Breen Nancy E, Bonanno J Alexander, Hunt Sara, Grossman Julia, Brown Jordan, Nolte Hannah, Rhyne Andrew L
Department of Chemistry, Roger Williams University, Bristol, RI, USA.
School for the Environment, University of Massachusetts at Boston, Boston, MA, USA.
PeerJ. 2019 Apr 2;7:e6644. doi: 10.7717/peerj.6644. eCollection 2019.
The illegal practice of using cyanide (CN) as a stunning agent to collect fish for both the marine aquarium and live fish food trades has been used throughout the Indo-Pacific for over 50 years. CN fishing is destructive to all life forms within the coral reef ecosystems where it is used and is certainly one of many anthropogenic activities that have led to 95% of the reefs in the Indo-Pacific being labeled at risk for degradation and loss. A field-deployable test for detecting fish caught using CN would assist in combating the use of this destructive practice, however, no reliable and robust test exists. Further, there is little toxicokinetic data available on marine fish to support the development of such a test, yet such data is critical to establishing the concentration range and time scale over which such a test would be viable. This study presents the first direct measurement of the half-life of the metabolite thiocyanate (SCN) after pulsed exposure to CN in a marine fish. SCN was measured in the plasma of after exposure to 50 ppm CN for three exposure times (20, 45, and 60 s) using HPLC-UV and a C30 column pre-treated with polyethylene glycol. Plasma SCN levels observed are dose-dependent, reflecting a longer time for conversion of CN to SCN as the dose of CN increases. SCN plasma levels reached a maximum concentration (1.2-2.3 ppm) 12-20 h after exposure to CN. The half-life for the elimination of SCN was 1.01 ± 0.26 days for 45 s exposure and 0.44 ± 0.15 days for 20 s exposure. Fish were also directly exposed to SCN (100 ppm for 11 days) and the observed half-life for SCN elimination was 0.35 ± 0.07 days. Plasma SCN levels did not return to control levels, even after 41 days when exposed to CN but did return to control levels after 48 days when exposed to SCN. The similar half-lives observed for CN and SCN exposure suggests that SCN exposure can be used as a proxy for measuring the rate of SCN elimination following CN exposure. In order for plasma SCN to be used as a marker for CN exposure, these results must be extended to other species and endogenous levels of SCN in wild caught fish must be established.

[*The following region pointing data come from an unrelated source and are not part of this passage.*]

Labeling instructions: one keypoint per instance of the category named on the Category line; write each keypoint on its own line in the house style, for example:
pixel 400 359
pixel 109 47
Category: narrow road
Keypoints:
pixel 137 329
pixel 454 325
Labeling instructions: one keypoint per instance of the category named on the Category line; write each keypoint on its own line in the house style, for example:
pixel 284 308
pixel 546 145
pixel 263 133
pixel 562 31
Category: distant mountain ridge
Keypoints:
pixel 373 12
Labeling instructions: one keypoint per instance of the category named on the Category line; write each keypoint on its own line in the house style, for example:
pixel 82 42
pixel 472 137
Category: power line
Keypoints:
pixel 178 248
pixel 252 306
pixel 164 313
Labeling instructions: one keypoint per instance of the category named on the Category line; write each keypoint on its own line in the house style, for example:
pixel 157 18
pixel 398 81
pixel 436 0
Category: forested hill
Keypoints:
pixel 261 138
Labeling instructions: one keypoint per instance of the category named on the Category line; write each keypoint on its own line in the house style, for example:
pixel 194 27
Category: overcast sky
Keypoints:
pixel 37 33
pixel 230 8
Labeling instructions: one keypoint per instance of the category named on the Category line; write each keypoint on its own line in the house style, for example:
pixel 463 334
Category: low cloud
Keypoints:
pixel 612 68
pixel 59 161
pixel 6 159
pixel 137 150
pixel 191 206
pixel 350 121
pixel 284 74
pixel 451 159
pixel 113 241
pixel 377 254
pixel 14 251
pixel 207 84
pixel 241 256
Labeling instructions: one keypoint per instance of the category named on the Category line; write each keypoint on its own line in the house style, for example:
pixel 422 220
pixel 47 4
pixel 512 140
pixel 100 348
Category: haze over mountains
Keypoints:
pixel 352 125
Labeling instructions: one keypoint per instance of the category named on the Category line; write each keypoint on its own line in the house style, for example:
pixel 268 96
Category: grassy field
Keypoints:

在整个印度-太平洋地区,将氰化物(CN)用作使鱼昏迷的药剂,以用于海洋水族馆和活鱼食品贸易的非法行为已持续了50多年。氰化物捕鱼对其使用区域内珊瑚礁生态系统中的所有生命形式都具有破坏性,并且无疑是导致印度-太平洋地区95%的珊瑚礁被标记为有退化和丧失风险的众多人为活动之一。一种可现场部署的检测使用氰化物捕获的鱼类的测试将有助于打击这种破坏性做法,但目前尚无可靠且有效的测试方法。此外,关于海洋鱼类的毒代动力学数据很少,无法支持开发这样的测试,然而这些数据对于确定该测试可行的浓度范围和时间尺度至关重要。本研究首次直接测量了海洋鱼类在脉冲暴露于氰化物后代谢物硫氰酸盐(SCN)的半衰期。使用高效液相色谱-紫外检测法(HPLC-UV)和用聚乙二醇预处理的C30柱,在暴露于50 ppm氰化物三个暴露时间(20、45和60秒)后,测量了鱼血浆中的硫氰酸盐。观察到的血浆硫氰酸盐水平呈剂量依赖性,这反映出随着氰化物剂量增加,氰化物转化为硫氰酸盐的时间更长。暴露于氰化物后12 - 20小时,血浆硫氰酸盐水平达到最高浓度(1.2 - 2.3 ppm)。暴露45秒时,硫氰酸盐消除的半衰期为1.01±0.26天,暴露20秒时为0.44±0.15天。鱼还直接暴露于硫氰酸盐(100 ppm,持续11天),观察到的硫氰酸盐消除半衰期为0.35±0.07天。即使在暴露于氰化物41天后,血浆硫氰酸盐水平仍未恢复到对照水平,但在暴露于硫氰酸盐48天后恢复到了对照水平。氰化物和硫氰酸盐暴露观察到相似的半衰期,这表明硫氰酸盐暴露可作为测量氰化物暴露后硫氰酸盐消除速率的替代指标。为了使血浆硫氰酸盐用作氰化物暴露的标志物,这些结果必须扩展到其他物种,并且必须确定野生捕获鱼类中硫氰酸盐的内源性水平。